Album of the week (December 15, 2019)

Sing Noël! – A European Christmas Revels (Various Countries) – 2011

Get into the Christmas spirit with this excellent compilation of some of the best European Christmas carols and discover some new favorites with 21 selections of stunning music, choral works, and carols from France, England, Spain, and the Middle East.

Performers include an adult chorus, a children’s chorus, renowned soloists and instrumentalists, and members of the renowned Sharq Arabic Music Ensemble.

Merry Christmas!

Album of the week (October 20, 2019)

Indila – Mini World (France)

Adila Sedraia goes by Indila. Her debut album, Mini World, went diamond and platinum in both France and Belgium.
This is very powerful pop material. After a few catchy tracks to warm up, she fully blasts out a brilliantly melodic mix of Middle Eastern and French pop, and manages to get a perfect balance between the two styles. The album is both sophisticated and accessible, with the music and the vocals mixing nicely. Very first solid album and a pleasure to listen.

Album of the week (August 25, 2019)

Danse Memoire, Danse by A Filetta (Corsica)

This album is a tribute to Aimé Césaire and Jean Nicoli.

From the liner notes:

«What can Aimé Césaire, a huge Martinican poet and playwright appearing in the Hall of Fame of the twentieth century, an important politician (Mayor of Fort-de-France and Member of Parliament for Martinique) have in common? trained in the great schools of the Republic and Jean Nicoli, modest teacher who taught in Upper Senegal (the current Mali) in the late 1920s before returning to Corsica to become one of the leaders of the resistance during the second World War ?
Both are islanders, attached to their native land, and men of refusal: they reject very clearly the colonialism and the sufferings inflicted on the weakest. One is the descendant of African slaves and the ardent defender of the concept of "negritude" that he invents, the other is revolted by the plight of the African people in the name of "progress" and "the civilization "of colonialism. Both passionately love Africa. 
Communists, they denounce the misdeeds of capitalism that crushes men and civilizations. When the time comes, they pledge against fascism and Nazism and tirelessly defend their ideas; "The idea, this unwelcome fly" will write Césaire in his "discourse on colonialism".
To his children, Jean Nicoli executed on August 30, 1943 by the fascist occupant, will leave these few admirable words: "... At four o'clock I will be shot. Have in front of you Papa happy and smile proudly in the street ... I die for Corsica and for the party. As a mourning you will both wear a beautiful head of More and a big red carnation ... ".

Album of the week (June 23, 2019)

Je Suis Une Île by Halo Maud (France)

Hailing from the French proggy, psychedelic and experimental pop scene that birthed Melody’s Echo Chamber, Moodoïd and cult label La Souterraine, Halo Maud’s ethereal songs flit between English and French language, focussing on notions of freedom and power through a wild and playful lens.

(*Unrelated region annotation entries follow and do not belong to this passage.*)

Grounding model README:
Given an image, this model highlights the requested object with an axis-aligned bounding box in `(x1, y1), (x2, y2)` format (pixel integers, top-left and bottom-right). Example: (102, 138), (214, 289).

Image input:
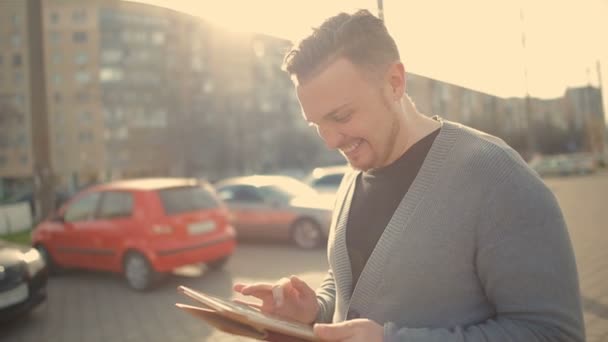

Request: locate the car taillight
(152, 224), (173, 234)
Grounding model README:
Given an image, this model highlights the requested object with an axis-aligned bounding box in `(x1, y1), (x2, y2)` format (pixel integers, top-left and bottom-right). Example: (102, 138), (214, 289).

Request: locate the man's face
(296, 58), (400, 171)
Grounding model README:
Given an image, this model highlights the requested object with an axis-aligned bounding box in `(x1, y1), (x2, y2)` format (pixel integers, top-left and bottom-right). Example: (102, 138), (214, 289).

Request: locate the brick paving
(0, 172), (608, 342)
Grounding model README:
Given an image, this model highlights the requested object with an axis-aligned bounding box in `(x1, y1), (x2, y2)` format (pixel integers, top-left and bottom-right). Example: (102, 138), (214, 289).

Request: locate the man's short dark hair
(283, 10), (400, 82)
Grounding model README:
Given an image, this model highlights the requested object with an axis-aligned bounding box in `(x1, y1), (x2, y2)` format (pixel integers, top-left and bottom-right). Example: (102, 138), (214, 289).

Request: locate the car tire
(291, 218), (323, 249)
(123, 252), (158, 291)
(207, 256), (229, 270)
(34, 244), (63, 275)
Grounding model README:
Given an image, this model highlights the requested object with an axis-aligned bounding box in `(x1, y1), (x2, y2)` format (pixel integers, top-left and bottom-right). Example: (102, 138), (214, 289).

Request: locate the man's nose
(317, 126), (344, 150)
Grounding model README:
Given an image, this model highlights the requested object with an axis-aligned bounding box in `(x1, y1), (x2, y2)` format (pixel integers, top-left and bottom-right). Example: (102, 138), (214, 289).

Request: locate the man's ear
(386, 62), (406, 101)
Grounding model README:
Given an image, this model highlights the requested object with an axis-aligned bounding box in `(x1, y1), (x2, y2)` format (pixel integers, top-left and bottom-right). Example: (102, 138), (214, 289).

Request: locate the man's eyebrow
(308, 102), (352, 124)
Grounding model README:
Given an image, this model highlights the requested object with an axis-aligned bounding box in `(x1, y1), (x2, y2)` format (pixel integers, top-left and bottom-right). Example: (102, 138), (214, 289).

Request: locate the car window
(99, 191), (133, 219)
(218, 186), (264, 202)
(158, 186), (219, 215)
(314, 173), (344, 187)
(64, 192), (100, 222)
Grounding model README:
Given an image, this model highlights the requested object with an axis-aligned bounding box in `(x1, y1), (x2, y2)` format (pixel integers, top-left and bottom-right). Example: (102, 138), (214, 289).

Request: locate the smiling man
(235, 11), (585, 342)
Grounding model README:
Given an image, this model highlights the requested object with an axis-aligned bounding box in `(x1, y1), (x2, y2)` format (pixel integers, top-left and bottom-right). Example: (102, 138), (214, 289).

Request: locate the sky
(135, 0), (608, 123)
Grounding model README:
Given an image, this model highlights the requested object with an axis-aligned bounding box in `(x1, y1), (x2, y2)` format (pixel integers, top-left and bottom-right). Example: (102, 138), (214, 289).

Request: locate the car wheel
(207, 256), (228, 270)
(34, 245), (62, 274)
(123, 252), (156, 291)
(291, 219), (323, 249)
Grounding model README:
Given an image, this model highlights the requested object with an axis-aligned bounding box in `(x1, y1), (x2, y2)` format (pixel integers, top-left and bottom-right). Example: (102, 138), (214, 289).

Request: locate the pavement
(0, 172), (608, 342)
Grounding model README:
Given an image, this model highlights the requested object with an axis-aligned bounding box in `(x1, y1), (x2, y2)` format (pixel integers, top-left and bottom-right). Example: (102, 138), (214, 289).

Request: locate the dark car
(216, 175), (334, 248)
(0, 240), (47, 321)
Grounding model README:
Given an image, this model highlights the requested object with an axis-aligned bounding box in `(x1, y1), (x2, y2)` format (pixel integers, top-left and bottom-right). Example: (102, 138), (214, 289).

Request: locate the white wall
(0, 202), (32, 235)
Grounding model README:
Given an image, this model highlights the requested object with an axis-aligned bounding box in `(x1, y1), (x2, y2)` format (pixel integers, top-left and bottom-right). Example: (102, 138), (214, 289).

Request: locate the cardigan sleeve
(315, 270), (336, 323)
(384, 167), (585, 342)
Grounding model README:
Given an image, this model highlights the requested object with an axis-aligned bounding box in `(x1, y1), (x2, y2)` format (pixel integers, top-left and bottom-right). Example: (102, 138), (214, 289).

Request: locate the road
(0, 172), (608, 342)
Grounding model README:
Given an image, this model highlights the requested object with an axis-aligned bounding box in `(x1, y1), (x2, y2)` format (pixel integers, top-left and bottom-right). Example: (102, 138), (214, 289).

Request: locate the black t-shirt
(346, 129), (439, 289)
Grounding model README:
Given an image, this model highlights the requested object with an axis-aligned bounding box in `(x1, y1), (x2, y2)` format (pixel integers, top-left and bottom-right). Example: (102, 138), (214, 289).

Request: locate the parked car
(306, 165), (350, 194)
(216, 176), (333, 248)
(0, 240), (47, 321)
(32, 178), (236, 290)
(529, 153), (596, 177)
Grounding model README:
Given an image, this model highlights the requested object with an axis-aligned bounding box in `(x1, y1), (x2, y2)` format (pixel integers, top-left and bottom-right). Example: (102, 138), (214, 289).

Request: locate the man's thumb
(314, 322), (353, 341)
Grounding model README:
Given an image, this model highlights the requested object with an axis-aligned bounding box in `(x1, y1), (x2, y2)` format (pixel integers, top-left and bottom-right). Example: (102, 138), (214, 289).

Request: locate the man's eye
(334, 112), (353, 122)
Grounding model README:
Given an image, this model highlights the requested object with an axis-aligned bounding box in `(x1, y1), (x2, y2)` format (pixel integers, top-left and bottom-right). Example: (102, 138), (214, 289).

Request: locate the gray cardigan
(317, 120), (585, 342)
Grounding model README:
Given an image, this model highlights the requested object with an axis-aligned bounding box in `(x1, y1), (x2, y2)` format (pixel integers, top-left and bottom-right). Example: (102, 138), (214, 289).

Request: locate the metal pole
(519, 5), (536, 158)
(27, 0), (55, 220)
(378, 0), (384, 21)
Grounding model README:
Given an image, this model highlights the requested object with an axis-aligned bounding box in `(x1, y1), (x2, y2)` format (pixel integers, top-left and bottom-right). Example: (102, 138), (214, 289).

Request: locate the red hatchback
(32, 178), (236, 290)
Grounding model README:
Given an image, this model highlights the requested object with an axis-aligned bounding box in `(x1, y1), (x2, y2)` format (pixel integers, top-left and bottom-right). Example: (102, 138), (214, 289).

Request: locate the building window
(11, 14), (21, 25)
(75, 91), (89, 103)
(80, 112), (93, 124)
(72, 31), (87, 44)
(53, 52), (62, 65)
(15, 94), (25, 108)
(51, 12), (59, 24)
(74, 52), (89, 65)
(49, 31), (61, 45)
(53, 74), (63, 85)
(13, 54), (23, 67)
(150, 32), (165, 45)
(13, 71), (23, 85)
(15, 133), (26, 148)
(78, 131), (93, 142)
(99, 68), (124, 82)
(72, 9), (87, 23)
(11, 33), (21, 48)
(101, 49), (122, 64)
(74, 71), (91, 84)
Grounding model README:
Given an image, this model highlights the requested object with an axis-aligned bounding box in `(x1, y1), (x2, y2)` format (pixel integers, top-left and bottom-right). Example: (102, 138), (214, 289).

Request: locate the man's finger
(314, 321), (355, 341)
(272, 278), (291, 308)
(232, 298), (262, 311)
(289, 276), (315, 295)
(239, 283), (273, 296)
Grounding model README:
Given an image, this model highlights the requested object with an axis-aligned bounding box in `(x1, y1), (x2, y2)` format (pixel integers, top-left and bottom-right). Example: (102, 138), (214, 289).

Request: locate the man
(234, 11), (585, 342)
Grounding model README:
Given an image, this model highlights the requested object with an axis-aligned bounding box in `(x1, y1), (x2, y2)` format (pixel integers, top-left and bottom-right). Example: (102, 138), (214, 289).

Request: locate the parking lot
(0, 172), (608, 342)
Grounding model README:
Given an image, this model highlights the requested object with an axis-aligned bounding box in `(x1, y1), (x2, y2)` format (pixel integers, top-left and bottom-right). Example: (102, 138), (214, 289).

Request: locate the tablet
(177, 286), (318, 341)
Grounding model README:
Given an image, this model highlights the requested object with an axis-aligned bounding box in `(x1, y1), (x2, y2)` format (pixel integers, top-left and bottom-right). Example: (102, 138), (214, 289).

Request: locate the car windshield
(259, 179), (317, 201)
(159, 186), (218, 215)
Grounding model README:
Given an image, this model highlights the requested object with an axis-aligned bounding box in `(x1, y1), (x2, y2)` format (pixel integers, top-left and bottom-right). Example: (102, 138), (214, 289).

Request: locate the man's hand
(234, 276), (319, 324)
(314, 318), (384, 342)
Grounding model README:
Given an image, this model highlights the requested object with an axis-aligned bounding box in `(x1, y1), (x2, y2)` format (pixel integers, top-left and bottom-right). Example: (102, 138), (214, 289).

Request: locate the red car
(32, 178), (236, 290)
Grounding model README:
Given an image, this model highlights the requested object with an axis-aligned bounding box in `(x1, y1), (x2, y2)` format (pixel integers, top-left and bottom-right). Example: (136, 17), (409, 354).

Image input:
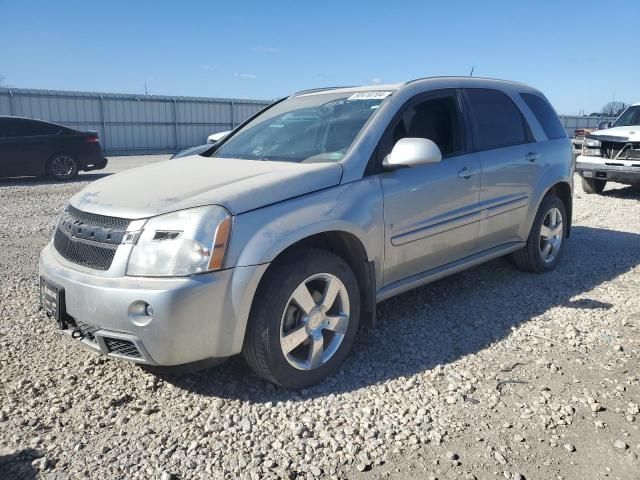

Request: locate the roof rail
(291, 85), (355, 97)
(405, 75), (522, 85)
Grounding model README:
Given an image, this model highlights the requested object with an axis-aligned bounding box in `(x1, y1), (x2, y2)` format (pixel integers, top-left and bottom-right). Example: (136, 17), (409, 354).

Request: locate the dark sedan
(0, 116), (107, 180)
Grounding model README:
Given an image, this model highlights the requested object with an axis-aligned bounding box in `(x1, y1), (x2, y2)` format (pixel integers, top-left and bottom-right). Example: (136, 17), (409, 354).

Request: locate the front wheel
(243, 248), (360, 389)
(582, 177), (607, 195)
(512, 194), (567, 273)
(47, 153), (79, 180)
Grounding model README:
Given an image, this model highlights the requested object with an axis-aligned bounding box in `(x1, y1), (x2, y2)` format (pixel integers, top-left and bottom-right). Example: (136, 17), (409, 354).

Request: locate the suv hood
(69, 156), (342, 219)
(587, 125), (640, 142)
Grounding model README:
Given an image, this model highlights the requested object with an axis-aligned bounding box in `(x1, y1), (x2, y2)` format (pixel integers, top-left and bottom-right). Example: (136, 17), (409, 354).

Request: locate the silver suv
(40, 78), (573, 388)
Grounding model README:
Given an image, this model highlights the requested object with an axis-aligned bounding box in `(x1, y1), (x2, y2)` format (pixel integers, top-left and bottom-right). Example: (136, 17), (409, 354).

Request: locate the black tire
(511, 194), (568, 273)
(582, 177), (607, 195)
(242, 248), (360, 390)
(46, 152), (80, 181)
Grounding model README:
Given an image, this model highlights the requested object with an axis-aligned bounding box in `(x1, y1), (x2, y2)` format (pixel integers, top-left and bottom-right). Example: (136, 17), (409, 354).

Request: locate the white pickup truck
(576, 103), (640, 193)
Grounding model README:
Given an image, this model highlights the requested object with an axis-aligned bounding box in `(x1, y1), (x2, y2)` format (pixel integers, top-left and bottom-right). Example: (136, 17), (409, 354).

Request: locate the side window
(25, 120), (61, 136)
(391, 95), (463, 156)
(465, 88), (530, 150)
(520, 93), (567, 140)
(0, 117), (28, 137)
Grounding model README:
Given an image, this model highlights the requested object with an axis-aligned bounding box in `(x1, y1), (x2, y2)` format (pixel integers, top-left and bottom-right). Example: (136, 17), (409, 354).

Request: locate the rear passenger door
(378, 90), (480, 285)
(464, 88), (540, 250)
(0, 117), (27, 177)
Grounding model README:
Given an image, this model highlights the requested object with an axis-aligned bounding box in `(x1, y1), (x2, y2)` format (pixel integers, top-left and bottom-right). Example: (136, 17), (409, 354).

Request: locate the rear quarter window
(520, 93), (567, 140)
(465, 88), (531, 150)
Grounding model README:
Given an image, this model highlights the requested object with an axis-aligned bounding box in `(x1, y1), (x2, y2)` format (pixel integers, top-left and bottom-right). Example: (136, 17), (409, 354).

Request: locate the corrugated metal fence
(0, 88), (271, 155)
(0, 88), (614, 155)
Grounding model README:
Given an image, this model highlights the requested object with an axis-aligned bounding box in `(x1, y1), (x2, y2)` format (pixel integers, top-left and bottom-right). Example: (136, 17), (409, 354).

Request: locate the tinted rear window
(520, 93), (567, 140)
(0, 118), (62, 137)
(465, 89), (529, 150)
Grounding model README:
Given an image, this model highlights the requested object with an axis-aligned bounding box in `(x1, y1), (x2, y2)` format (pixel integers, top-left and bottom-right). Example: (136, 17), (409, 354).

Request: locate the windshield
(212, 91), (391, 163)
(613, 105), (640, 127)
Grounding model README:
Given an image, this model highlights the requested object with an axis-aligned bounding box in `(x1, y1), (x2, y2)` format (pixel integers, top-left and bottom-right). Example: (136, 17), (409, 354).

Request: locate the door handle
(458, 167), (479, 178)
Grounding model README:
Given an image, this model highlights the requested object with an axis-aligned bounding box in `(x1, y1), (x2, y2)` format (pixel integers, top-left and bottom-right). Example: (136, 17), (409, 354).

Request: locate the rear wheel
(512, 194), (567, 273)
(582, 177), (607, 195)
(243, 249), (360, 389)
(47, 153), (79, 180)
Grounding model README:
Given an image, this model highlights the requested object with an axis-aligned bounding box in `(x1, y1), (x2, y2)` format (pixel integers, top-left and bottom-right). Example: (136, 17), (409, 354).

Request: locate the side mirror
(382, 138), (442, 170)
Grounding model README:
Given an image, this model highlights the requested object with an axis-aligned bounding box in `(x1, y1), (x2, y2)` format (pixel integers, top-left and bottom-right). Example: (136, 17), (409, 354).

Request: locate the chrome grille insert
(53, 205), (130, 270)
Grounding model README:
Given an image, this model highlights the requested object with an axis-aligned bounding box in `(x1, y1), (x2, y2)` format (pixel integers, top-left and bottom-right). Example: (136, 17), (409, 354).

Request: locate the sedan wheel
(48, 153), (78, 180)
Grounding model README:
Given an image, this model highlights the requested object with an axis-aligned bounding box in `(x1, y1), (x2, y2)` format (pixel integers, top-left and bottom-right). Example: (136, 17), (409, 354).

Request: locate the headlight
(125, 206), (231, 277)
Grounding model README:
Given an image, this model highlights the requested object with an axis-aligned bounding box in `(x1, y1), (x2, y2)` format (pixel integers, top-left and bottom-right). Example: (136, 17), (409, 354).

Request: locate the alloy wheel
(280, 273), (350, 370)
(540, 207), (564, 263)
(51, 155), (77, 180)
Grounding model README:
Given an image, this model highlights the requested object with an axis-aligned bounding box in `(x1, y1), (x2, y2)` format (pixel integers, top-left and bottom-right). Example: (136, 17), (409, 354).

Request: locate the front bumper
(82, 158), (109, 172)
(40, 244), (268, 366)
(576, 155), (640, 184)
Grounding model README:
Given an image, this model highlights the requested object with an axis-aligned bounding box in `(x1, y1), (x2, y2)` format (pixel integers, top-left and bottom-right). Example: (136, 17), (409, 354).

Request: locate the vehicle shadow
(156, 226), (640, 403)
(601, 185), (640, 199)
(0, 173), (113, 187)
(0, 448), (42, 480)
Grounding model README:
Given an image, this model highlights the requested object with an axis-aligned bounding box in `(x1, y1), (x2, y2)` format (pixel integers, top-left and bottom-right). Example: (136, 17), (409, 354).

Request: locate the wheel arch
(42, 149), (82, 179)
(252, 230), (376, 327)
(536, 181), (573, 238)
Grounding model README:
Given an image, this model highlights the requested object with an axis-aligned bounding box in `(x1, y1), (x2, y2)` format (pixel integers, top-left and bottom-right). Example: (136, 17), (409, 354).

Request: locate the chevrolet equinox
(40, 77), (573, 389)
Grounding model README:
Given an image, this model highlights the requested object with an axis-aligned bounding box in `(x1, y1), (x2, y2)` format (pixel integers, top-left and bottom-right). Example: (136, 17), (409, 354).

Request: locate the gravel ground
(0, 156), (640, 480)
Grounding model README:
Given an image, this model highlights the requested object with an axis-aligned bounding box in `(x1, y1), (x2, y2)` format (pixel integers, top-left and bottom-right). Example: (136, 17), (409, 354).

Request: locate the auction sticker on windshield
(347, 92), (393, 100)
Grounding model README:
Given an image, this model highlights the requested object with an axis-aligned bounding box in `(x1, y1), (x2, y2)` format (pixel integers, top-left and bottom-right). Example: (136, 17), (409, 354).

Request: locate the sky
(0, 0), (640, 114)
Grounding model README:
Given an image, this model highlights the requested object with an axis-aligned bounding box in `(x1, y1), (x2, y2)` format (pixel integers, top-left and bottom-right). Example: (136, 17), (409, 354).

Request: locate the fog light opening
(129, 300), (153, 327)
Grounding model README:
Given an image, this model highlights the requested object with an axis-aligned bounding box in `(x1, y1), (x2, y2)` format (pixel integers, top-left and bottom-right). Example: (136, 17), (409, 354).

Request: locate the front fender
(227, 176), (384, 281)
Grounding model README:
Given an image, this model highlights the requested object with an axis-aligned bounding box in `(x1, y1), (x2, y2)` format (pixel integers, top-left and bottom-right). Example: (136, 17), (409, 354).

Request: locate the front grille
(53, 227), (118, 270)
(53, 205), (130, 270)
(104, 337), (142, 358)
(67, 205), (131, 230)
(600, 141), (640, 160)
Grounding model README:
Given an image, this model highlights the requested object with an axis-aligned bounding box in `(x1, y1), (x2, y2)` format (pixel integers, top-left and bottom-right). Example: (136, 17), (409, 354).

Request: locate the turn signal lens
(209, 217), (231, 270)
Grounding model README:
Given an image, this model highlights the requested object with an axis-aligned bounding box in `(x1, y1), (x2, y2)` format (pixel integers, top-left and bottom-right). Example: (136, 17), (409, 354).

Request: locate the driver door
(380, 90), (481, 286)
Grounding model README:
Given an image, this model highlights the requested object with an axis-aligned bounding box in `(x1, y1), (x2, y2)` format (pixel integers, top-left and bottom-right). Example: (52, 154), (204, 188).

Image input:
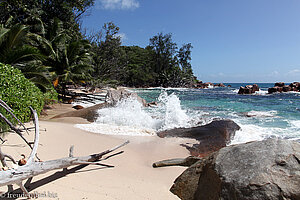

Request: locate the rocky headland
(268, 82), (300, 94)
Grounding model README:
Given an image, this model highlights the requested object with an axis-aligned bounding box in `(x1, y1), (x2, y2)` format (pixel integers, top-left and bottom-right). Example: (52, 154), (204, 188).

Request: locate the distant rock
(275, 82), (284, 87)
(238, 84), (259, 94)
(190, 81), (226, 89)
(268, 82), (300, 94)
(72, 105), (84, 110)
(214, 83), (226, 87)
(170, 139), (300, 200)
(157, 120), (240, 157)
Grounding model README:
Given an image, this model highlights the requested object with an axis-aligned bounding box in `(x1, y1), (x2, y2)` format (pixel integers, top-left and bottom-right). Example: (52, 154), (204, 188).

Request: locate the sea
(75, 83), (300, 144)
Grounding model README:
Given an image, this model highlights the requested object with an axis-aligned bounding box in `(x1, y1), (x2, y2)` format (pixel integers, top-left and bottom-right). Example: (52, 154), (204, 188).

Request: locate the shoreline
(0, 104), (189, 200)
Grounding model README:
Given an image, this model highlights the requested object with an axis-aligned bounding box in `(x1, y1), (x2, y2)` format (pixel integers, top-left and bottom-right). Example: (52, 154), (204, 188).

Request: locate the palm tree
(47, 40), (93, 92)
(0, 24), (51, 90)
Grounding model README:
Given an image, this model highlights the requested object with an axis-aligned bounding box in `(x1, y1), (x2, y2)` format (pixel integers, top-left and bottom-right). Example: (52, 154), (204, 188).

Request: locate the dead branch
(0, 99), (129, 194)
(152, 156), (201, 168)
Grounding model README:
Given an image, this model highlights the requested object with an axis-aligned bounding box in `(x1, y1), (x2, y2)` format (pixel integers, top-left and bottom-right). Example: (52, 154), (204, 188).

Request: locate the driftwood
(0, 101), (129, 197)
(152, 156), (201, 168)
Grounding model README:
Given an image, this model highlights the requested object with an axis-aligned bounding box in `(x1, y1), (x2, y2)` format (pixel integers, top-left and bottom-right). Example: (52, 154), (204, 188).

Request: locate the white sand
(0, 113), (189, 200)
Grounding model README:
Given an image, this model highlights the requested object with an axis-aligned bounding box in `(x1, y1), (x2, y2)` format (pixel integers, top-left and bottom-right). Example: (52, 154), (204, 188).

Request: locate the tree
(178, 43), (194, 83)
(0, 24), (51, 91)
(90, 22), (126, 82)
(149, 33), (178, 87)
(122, 46), (155, 87)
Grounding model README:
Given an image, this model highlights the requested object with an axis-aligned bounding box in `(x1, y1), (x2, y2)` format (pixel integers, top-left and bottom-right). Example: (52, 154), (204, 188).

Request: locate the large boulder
(170, 139), (300, 200)
(238, 84), (259, 94)
(275, 82), (284, 87)
(157, 120), (240, 157)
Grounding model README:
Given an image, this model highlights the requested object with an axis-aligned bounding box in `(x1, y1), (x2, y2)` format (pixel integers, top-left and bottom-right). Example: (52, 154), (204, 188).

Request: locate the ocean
(76, 83), (300, 144)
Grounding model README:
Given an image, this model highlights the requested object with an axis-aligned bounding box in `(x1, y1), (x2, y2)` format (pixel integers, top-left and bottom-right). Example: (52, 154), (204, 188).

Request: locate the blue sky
(82, 0), (300, 82)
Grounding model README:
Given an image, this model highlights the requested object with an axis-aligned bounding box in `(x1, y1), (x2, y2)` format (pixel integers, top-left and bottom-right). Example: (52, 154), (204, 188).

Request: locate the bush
(0, 63), (44, 130)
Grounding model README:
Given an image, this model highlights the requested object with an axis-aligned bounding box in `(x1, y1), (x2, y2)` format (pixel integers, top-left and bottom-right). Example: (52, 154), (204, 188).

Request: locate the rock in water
(157, 120), (240, 157)
(171, 139), (300, 200)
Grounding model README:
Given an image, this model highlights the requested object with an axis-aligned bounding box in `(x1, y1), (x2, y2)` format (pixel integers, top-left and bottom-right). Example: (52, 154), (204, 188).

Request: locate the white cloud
(97, 0), (140, 10)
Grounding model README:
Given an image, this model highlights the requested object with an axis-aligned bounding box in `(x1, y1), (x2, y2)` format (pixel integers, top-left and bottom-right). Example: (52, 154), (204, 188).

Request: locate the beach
(0, 104), (189, 200)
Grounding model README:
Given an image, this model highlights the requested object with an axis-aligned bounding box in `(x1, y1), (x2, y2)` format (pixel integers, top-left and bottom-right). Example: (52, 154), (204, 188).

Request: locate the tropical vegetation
(0, 63), (45, 131)
(0, 0), (196, 125)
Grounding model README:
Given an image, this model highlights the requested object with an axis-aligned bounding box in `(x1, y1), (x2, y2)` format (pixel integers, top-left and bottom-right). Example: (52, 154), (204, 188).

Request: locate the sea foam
(76, 91), (197, 136)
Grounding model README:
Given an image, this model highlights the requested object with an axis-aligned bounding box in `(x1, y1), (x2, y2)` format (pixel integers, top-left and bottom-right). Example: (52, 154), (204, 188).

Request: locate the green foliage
(44, 87), (58, 105)
(0, 24), (51, 91)
(90, 22), (126, 82)
(0, 64), (44, 126)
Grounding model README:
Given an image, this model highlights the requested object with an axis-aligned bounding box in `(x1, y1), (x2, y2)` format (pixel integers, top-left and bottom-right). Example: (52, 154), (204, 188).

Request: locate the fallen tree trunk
(152, 156), (201, 168)
(0, 141), (129, 186)
(0, 99), (129, 197)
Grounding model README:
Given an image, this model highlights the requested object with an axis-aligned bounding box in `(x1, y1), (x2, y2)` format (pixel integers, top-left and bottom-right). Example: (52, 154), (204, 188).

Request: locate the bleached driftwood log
(152, 156), (201, 168)
(0, 101), (129, 194)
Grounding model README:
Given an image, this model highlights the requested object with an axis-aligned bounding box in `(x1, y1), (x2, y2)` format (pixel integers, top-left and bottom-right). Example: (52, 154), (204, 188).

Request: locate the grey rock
(171, 139), (300, 200)
(157, 120), (240, 157)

Right through the dream-pop sensibility and the swirling-synth psychedelia of Halo Maud’s debut album, something uncanny lurks. “I never did what other teenagers were doing,” she says, by way of explanation. “My father is a reverend but my mother rejected all religion, so I was always busy having a mystical crisis.” The record is rich with these contradictions, with the urge to be both precise and vague, wanting to be somewhere and wanting to run away.
 
The music also has a delicate balance between English and French. Maud Nadal grew up in rural Auvergne, in central France, and lives in Paris, but for years she wrote in English. “It took me a while to find my voice, to find my language even. I always listened to English music so when I started writing songs they were in English, too, and French came later. It’s difficult – everything sounds good in English, French is much harder.” That push-and-pull between the languages, where a song often contains both English and French, is another example of the stories lurking beneath the songs – “When I sing in English, the words float away from me straight away,” she explains. “When I sing in French, I feel something different, something more immediate, and I think the audience do too.”
 
These songs are ethereal, they seem to float above: “Sometimes I feel that the way time passes is about how you look at it. It’s about patience and perspective. I like to play with time, in the music, speed it up, slow it down, play it backwards. Sometimes things make sense when you put them in reverse.” She’s talking about her life (of course) as well as her album: “The first song and the last song are a pair, about the traces and sensations left at the end of a relationship.”
 
The whole record folds in the middle, in fact, the second half looking back at the first with a flinty eye. That opening track, ‘Wherever’, is a sweet tumbling love song – her voice is delicate and sweet, until you notice it’s also spooky and sinister. ‘Du Pouvoir’, the almost-jaunty second track about confidence and finding your place in the world, has an evil twin on side B of the record: ‘Je Suis Une Ile’ samples ‘Du Pouvoir’ but plays it backwards, like an apocryphal 80 metal hit, and adds an icy rage to the optimism of the earlier song. The whole flipside of the album is a wonky mirror, with playful loops and percussion and keys that are always about to slip from mischief to malevolence.